第二話 この人、何言っちゃってるっすか?

10/27:微調整しました。

「えぇーっ? じゃあ使えるんですか? 魔法――」

 硬直した状態から立ち直った早坂少尉は、目を見開いて、わたしを震えた指でさしながら叫びました。

「ハイ……使えますですヨ? 魔法――」

 こういう反応はもう慣れっこですから、わたしは表情も変えずに応えてあげました。

「じゃあ、履歴書に特技はイオ○ズンだって書けちゃいますね」

 すぐに信じてもらえるとは思わなかったですケド、いきなりネタに走られると、さすがに傷つきマス。

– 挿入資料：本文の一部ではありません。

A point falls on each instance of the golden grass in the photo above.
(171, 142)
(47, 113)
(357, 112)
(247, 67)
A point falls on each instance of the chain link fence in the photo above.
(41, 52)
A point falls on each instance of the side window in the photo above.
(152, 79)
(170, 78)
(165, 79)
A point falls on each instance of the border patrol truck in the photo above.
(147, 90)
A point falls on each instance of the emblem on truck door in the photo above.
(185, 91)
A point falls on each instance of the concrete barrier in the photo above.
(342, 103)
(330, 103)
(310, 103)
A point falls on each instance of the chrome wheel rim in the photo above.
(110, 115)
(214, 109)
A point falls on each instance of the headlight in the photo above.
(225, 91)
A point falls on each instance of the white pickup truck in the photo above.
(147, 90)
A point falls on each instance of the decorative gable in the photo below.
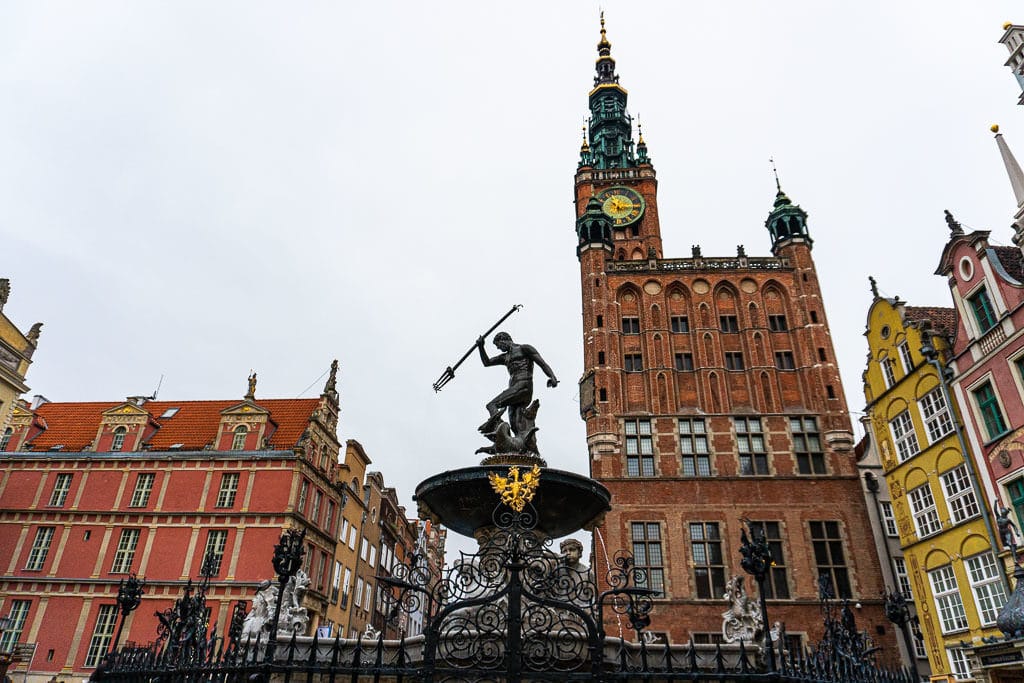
(122, 428)
(245, 426)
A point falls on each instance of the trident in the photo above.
(449, 373)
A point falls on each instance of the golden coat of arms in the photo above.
(516, 491)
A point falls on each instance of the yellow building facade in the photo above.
(15, 355)
(958, 584)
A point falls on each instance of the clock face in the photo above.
(622, 205)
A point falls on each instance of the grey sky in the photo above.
(197, 189)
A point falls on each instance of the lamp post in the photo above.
(898, 612)
(287, 560)
(757, 561)
(129, 597)
(7, 654)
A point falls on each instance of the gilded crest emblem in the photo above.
(516, 491)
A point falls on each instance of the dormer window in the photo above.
(119, 438)
(981, 306)
(239, 442)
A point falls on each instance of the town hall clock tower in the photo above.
(713, 401)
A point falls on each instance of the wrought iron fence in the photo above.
(512, 611)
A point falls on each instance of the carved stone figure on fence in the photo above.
(294, 617)
(742, 620)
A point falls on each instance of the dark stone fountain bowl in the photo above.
(464, 502)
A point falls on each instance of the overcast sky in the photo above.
(194, 189)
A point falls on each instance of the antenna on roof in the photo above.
(157, 390)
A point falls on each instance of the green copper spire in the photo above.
(610, 124)
(786, 220)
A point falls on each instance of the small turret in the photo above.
(1016, 183)
(593, 227)
(786, 221)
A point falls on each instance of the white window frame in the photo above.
(125, 554)
(958, 664)
(228, 488)
(904, 436)
(904, 355)
(143, 487)
(60, 487)
(40, 549)
(102, 632)
(948, 605)
(935, 411)
(961, 501)
(888, 374)
(902, 578)
(924, 511)
(889, 519)
(986, 586)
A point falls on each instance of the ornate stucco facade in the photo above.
(937, 504)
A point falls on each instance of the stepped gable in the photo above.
(74, 425)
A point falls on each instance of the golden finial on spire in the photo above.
(775, 173)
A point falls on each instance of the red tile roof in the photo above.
(195, 425)
(942, 318)
(1010, 257)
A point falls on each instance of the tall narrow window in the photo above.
(143, 485)
(639, 449)
(960, 495)
(776, 587)
(101, 635)
(986, 586)
(926, 518)
(958, 664)
(904, 355)
(239, 440)
(119, 438)
(228, 488)
(633, 363)
(889, 519)
(807, 445)
(947, 599)
(981, 306)
(902, 578)
(40, 548)
(904, 436)
(647, 554)
(693, 444)
(887, 372)
(216, 542)
(829, 558)
(991, 414)
(60, 487)
(938, 422)
(336, 583)
(18, 613)
(125, 553)
(784, 360)
(709, 566)
(751, 444)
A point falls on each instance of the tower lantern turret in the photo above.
(610, 124)
(786, 222)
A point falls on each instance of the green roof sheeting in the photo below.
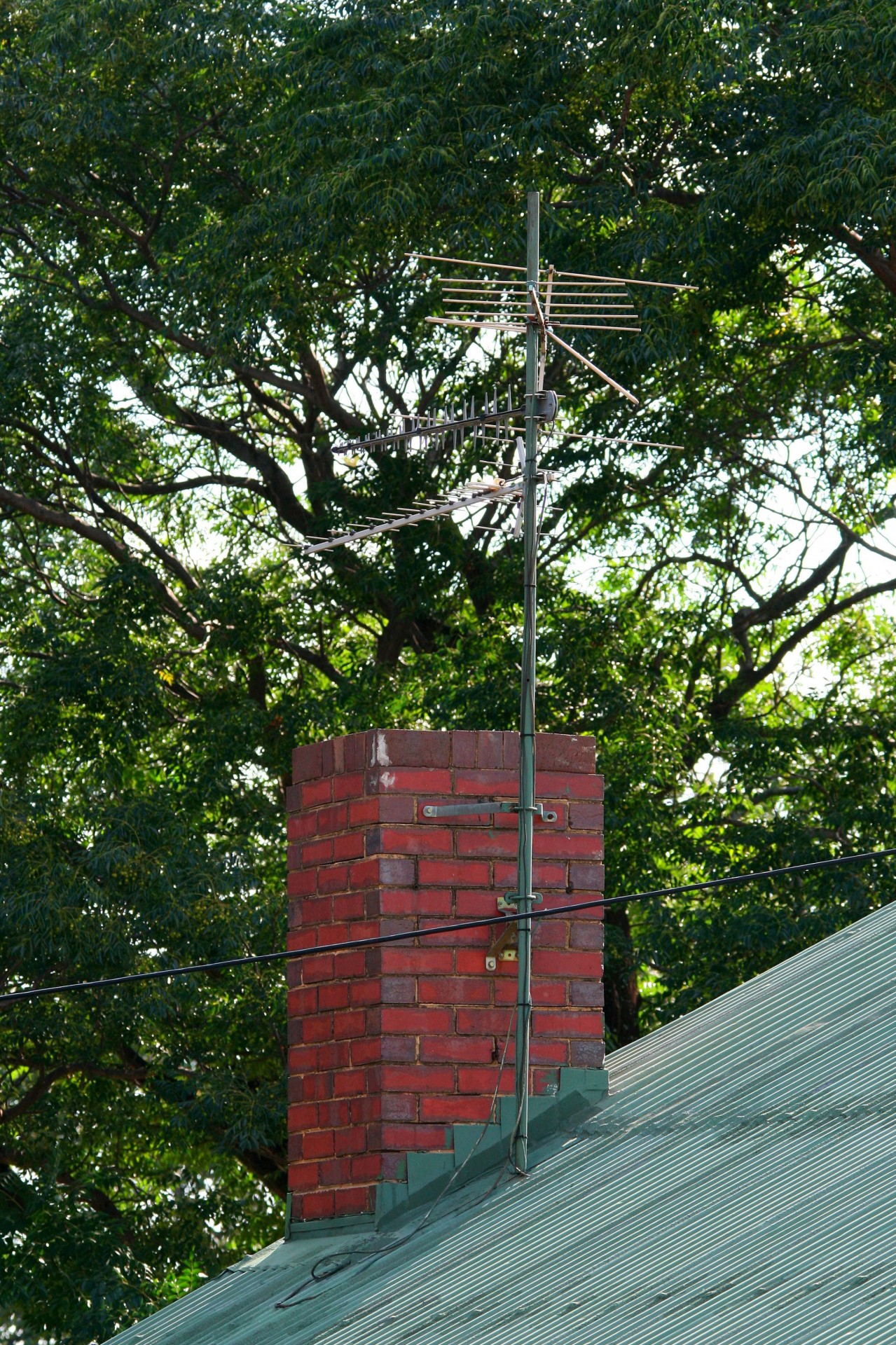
(738, 1185)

「いえ……ワタシ、イオ○ズンは使えないんですけど……」

「へぇぇ……イオ○ズンの事はちゃんと知ってるんですかぁ……」

「この世界のゲームは魔法の説明のためにかなりプレイしたです」

 狭いセーフハウスで、ゲーム画面に向かって、孤独にゲームをしていたころを思い出しますね。

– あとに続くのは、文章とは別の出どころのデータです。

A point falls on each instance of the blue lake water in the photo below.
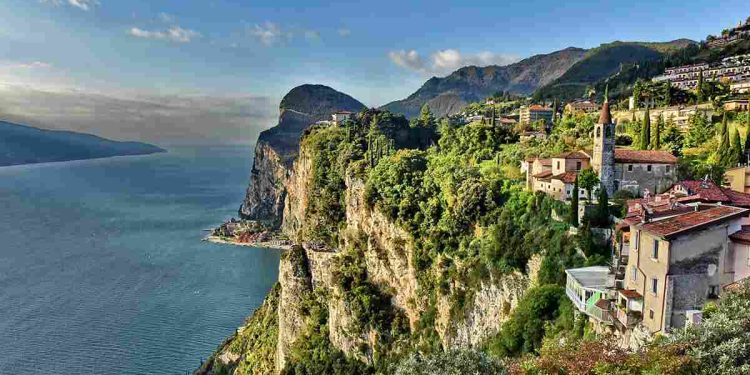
(102, 267)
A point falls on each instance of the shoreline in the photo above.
(262, 245)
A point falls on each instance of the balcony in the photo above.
(627, 318)
(600, 311)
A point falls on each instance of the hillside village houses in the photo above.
(535, 112)
(618, 169)
(674, 250)
(733, 69)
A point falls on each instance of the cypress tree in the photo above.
(645, 131)
(603, 207)
(574, 205)
(724, 150)
(736, 149)
(656, 142)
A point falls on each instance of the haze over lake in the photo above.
(102, 267)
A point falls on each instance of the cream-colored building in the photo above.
(676, 264)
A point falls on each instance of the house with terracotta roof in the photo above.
(618, 169)
(678, 257)
(678, 263)
(535, 112)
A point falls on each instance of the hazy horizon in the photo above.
(215, 71)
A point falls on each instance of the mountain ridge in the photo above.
(23, 144)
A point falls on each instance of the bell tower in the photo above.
(603, 160)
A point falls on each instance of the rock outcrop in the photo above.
(277, 147)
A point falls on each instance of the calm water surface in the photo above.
(102, 269)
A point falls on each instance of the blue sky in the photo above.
(377, 51)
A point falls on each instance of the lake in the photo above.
(102, 267)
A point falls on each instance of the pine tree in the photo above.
(645, 131)
(574, 205)
(656, 142)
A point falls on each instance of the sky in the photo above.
(215, 70)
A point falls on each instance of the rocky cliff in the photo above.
(311, 289)
(278, 146)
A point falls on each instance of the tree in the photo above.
(602, 209)
(450, 362)
(724, 152)
(656, 142)
(645, 131)
(672, 137)
(588, 180)
(574, 205)
(425, 116)
(700, 129)
(736, 152)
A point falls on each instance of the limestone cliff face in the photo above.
(387, 257)
(278, 146)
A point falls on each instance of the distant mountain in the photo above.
(469, 84)
(20, 144)
(301, 107)
(608, 60)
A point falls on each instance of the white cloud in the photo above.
(166, 17)
(312, 35)
(269, 33)
(141, 116)
(25, 65)
(173, 34)
(407, 59)
(446, 61)
(80, 4)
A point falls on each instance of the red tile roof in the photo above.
(742, 236)
(737, 198)
(567, 177)
(706, 191)
(644, 156)
(572, 155)
(544, 174)
(537, 107)
(670, 227)
(630, 294)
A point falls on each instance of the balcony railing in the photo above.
(627, 318)
(603, 316)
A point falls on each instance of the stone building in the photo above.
(618, 169)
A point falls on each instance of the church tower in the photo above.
(603, 160)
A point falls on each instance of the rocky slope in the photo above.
(447, 95)
(277, 147)
(308, 282)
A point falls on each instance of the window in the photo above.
(713, 291)
(637, 239)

 この世界共通の認識としての魔法を把握するためと、どう活用するかを探るために、ひたすらゲームをプレイしては、目をこすりながら、メモを取ったりしましたから。

「この世界の魔法使いは、みんな同じような魔法を覚えますケド、ワタシの世界では系統が多い上に、特定の血族にしか使えないような魔法がほとんどなんです」

 誰でもティルトウェ○トを使えるだなんて甘い話はないんです。

「へぇぇ……そうなんだぁ……勉強になるなぁ……」

 早坂少尉は、ぷるぷると肩を震わせながら顔をうつむけました。そこまでの反応を示されたのは初めてですけど。

「どうかしましたカ?」

 わたしは顔を傾けて早坂少尉に問いかけました。

「って、魔法を使えるだなんてありえないっしょ!」

「ちょっと、早坂? 落ち着きなさいって……」

 早坂少尉が奇声を上げてテーブルをたたいたのを見て、御笠大尉がなだめてくれました。理系って人はこういう反応するんですよね。ヲタクって人なら喜んでくれるんですけど。

「だって魔法ですよ? 二十一世紀を四半世紀もすぎたって言うのに、そんなオカルトはありえないっしょ!」

「どうして、そんなに信じられないんでしょうカ?」

 目の前に使えるという人間がいても、頭の中で考えて判断する事しかできないんでしょうか。ちょっと寂しい気持ちですネ。

 前の上司なら、考えるな感じろ。とか言ってました。

「じゃあ……魔法が使えるって言うなら実演してほしいっす!」

「わかったから、落ち着きなさいって……」

 妙な雰囲気になってしまったです。ここはやはり……。

「えぇト……じゃあ、使ってみてもいいですカ? 魔法――」

「え? ええ……人や物に被害がでないような魔法なら……」

 お伺いを立てると、戸惑いながらも許可をしてくれました。これで話がスムーズに進みますね……きっと。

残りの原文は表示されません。